Sortie en salles d’un quasi-inédit de 1967, Anna, comédie musicale avant-gardiste réalisée pour la télévision par Pierre Koralnik, mise en musique et en chansons par Serge Gainsbourg, et incarnée par Anna Karina. Un jalon oublié de l’« agit-pop » à la française sous influence nouvelle vague.

En 1966, pendant que l’Américain Sidney Lumet tourne à Londres M15 demande protection, thriller d’espionnage en camaïeu vert-de-gris avec une escouade de « vieux », le Franco-Suisse Pierre Koralnik lâche une bande de « jeunes » en accoutrements multicolores dans les rues de Paris, au son des rythmes syncopés de Serge Gainsbourg, pour la comédie musicale Anna.

Une folie bariolée contrastant avec l’arrière-plan haussmannien, placée sous le signe du happening, du pop art et de la provoc pré-soixante-huitarde. Dans cette farce qui pousse les acquis de Jacques Demy dans leurs retranchements avant-gardistes, le parlé-chanté gainsbourien est roi, scandé par Anna Karina, dans le rôle-titre, Jean-Claude Brialy et Gainsbourg lui-même. Soit un prolongement naïf et déstructuré de Pierrot le Fou, de Godard, sorti en 1965, où Karina reprend jusque sur les plages de la Manche son personnage de gentille évaporée.

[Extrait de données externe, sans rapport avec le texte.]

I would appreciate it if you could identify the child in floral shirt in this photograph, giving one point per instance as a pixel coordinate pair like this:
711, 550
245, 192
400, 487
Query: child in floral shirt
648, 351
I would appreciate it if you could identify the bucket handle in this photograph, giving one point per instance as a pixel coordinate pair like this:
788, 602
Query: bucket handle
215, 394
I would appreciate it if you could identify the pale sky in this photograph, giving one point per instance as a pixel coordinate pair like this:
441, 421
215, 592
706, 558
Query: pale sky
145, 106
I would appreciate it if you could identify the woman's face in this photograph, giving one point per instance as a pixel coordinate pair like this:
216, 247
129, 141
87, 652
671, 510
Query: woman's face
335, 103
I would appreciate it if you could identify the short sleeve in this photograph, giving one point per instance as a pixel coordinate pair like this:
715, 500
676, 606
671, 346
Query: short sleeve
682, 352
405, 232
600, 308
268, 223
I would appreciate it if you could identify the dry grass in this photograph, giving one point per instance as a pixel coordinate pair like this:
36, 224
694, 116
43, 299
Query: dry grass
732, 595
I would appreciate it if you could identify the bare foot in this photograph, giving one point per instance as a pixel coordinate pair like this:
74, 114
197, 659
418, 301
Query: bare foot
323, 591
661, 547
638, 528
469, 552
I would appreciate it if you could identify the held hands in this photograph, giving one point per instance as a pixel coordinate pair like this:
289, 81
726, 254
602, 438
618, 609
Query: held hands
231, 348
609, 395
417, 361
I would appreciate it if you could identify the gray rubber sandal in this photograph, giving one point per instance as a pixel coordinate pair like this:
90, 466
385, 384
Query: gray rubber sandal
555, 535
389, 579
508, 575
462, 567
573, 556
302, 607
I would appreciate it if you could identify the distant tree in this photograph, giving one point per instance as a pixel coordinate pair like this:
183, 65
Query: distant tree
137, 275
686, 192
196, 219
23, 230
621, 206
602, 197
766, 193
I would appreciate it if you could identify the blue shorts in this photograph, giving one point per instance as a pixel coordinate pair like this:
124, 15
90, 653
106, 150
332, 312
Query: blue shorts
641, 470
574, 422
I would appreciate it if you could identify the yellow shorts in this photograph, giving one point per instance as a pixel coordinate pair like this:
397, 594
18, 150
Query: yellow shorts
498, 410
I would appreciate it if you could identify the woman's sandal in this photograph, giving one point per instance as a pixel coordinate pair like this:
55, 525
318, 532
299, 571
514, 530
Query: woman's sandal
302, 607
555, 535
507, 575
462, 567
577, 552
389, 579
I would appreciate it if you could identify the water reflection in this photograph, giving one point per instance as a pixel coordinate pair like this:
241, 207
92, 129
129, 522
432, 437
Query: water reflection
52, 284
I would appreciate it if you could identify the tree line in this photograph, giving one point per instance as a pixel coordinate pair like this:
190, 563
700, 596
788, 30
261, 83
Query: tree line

Aux antipodes des « musicals » hollywoodiens, Anna est une sorte de néo-Cendrillon mais avec un twist, époque oblige. Brialy est le jeune premier, Serge, ersatz moderne du prince, accessoirement directeur d’agence de pub, qui découvre une beauté fatale sur une photo et sillonne Paris pour la retrouver. Le twist est tout simplement qu’en fait l’intéressée évolue sous les yeux de Serge, dans son agence ; mais il est fasciné juste par une image. D’où une légère réflexion sur l’iconolâtrie moderne qui fait écran à la réalité elle-même. Mais cela reste un prétexte, peu développé dans le récit.

Le tube gainsbourien Sous le soleil exactement

Ce caractère virtuel de l’intrigue la prive de la love story en bonne et due forme des contes de fées et des musicals hollywoodiens. L’enjeu ici est avant tout esthétique, cinétique, optique ; il consiste à faire surgir la couleur, les formes et les mouvements les plus débridés dans la rue au milieu de la monotonie quotidienne – par exemple dans la gare de l’Est parisienne.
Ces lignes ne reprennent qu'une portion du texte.